COLUMBIA UNIVERSITY FACULTY HOUSE—JCCI representatives recently attended a Memorial Service for Donald Keene, Alumnus, University Professor Emeritus, and Shincho Professor Emeritus of Japanese Literature, organized by the Donald Keene Center of Japanese Culture and co-sponsored by the Department of East Asian Languages and Cultures, Columbia University.
Keene, this year’s Commemorative Awardee for JCCI’s 35th Annual Dinner Gala, the Power of Unwavering Harmony next month, was the advocate for Japanese literary studies in the United States and beyond, inspiring generations of students during his teachings. Among his many accomplished works and translations, his magnum opus to his scholarship is his multivolume history of Japanese literature, written over nearly two decades: World Within Walls: Japanese Literature of the Pre-modern Era, 1600-1867 (1976); Dawn to the West: Japanese Literature of the Modern Era (1984), and Seeds in the Heart: Japanese Literature from Earliest Times to the Late Sixteenth Century (1993).
While his complete list of awards would fill up an entire page, some of his most exemplary honors include the Order of the Rising Sun, Third Class in 1975 and the Order of the Rising Sun, Second Class, in 1993 from the Japanese government. In addition, he was named Person of Cultural Merit in 2002, and was granted the high honor of the Order of Culture in 2008.

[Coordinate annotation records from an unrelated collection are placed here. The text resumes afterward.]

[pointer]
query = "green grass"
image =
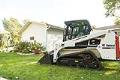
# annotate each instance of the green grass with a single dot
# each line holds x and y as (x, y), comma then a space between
(19, 67)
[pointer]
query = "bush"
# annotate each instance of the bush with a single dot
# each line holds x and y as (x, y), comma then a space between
(29, 47)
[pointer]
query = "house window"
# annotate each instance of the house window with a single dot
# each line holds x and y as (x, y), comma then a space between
(32, 38)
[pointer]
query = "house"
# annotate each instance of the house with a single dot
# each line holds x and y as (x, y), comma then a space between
(111, 27)
(41, 32)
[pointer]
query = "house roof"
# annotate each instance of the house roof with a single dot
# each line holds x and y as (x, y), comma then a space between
(49, 26)
(108, 27)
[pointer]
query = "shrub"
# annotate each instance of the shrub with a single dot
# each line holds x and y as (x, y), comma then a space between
(29, 47)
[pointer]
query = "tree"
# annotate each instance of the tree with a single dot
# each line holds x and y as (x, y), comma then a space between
(112, 6)
(13, 26)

“In the past, whenever I came to New York and visited Columbia, it was always along with my father,” Seiki Keene, his son, said. “This time I am coming alone for the first time. It is lonely to be here by myself, but strangely I also feel that my father is always by my side…my father was a man of great humor and wit. He was much loved for his sense of humor, which was refined and never hurtful. He was also a man with an extreme love for peace and hatred of discrimination.”

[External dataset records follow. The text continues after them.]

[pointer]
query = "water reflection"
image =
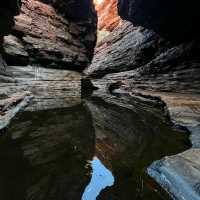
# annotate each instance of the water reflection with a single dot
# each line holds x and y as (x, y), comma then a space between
(101, 178)
(44, 154)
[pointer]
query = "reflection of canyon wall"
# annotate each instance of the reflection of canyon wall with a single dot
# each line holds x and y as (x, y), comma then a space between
(56, 34)
(49, 151)
(128, 136)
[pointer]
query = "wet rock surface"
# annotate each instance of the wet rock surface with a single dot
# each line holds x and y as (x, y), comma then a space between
(49, 155)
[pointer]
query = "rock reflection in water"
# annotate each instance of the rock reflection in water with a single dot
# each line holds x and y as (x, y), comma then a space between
(130, 135)
(101, 178)
(44, 154)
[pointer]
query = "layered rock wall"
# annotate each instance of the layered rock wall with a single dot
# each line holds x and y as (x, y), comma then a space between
(150, 52)
(53, 33)
(8, 10)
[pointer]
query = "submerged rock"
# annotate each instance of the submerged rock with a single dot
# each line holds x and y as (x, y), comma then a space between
(179, 174)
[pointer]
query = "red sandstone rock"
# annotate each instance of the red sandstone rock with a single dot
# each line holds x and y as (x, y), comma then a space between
(108, 17)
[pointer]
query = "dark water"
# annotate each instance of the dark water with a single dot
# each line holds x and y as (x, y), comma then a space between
(97, 150)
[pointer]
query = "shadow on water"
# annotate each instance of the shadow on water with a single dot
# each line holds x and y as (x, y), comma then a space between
(97, 150)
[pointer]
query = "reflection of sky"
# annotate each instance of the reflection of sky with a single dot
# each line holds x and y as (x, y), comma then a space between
(101, 178)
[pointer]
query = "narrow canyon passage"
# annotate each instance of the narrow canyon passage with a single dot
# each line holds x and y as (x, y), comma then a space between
(99, 100)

Seiki Keene will be accepting the Commemorative Award at the Gala on Donald Keene’s behalf in November.
“In the past, whenever I came to New York and visited Columbia, it was always along with my father,” Seiki Keene, his son, said. “This time I am coming alone for the first time. It is lonely to be here by myself, but strangely I also feel that my father is always by my side.”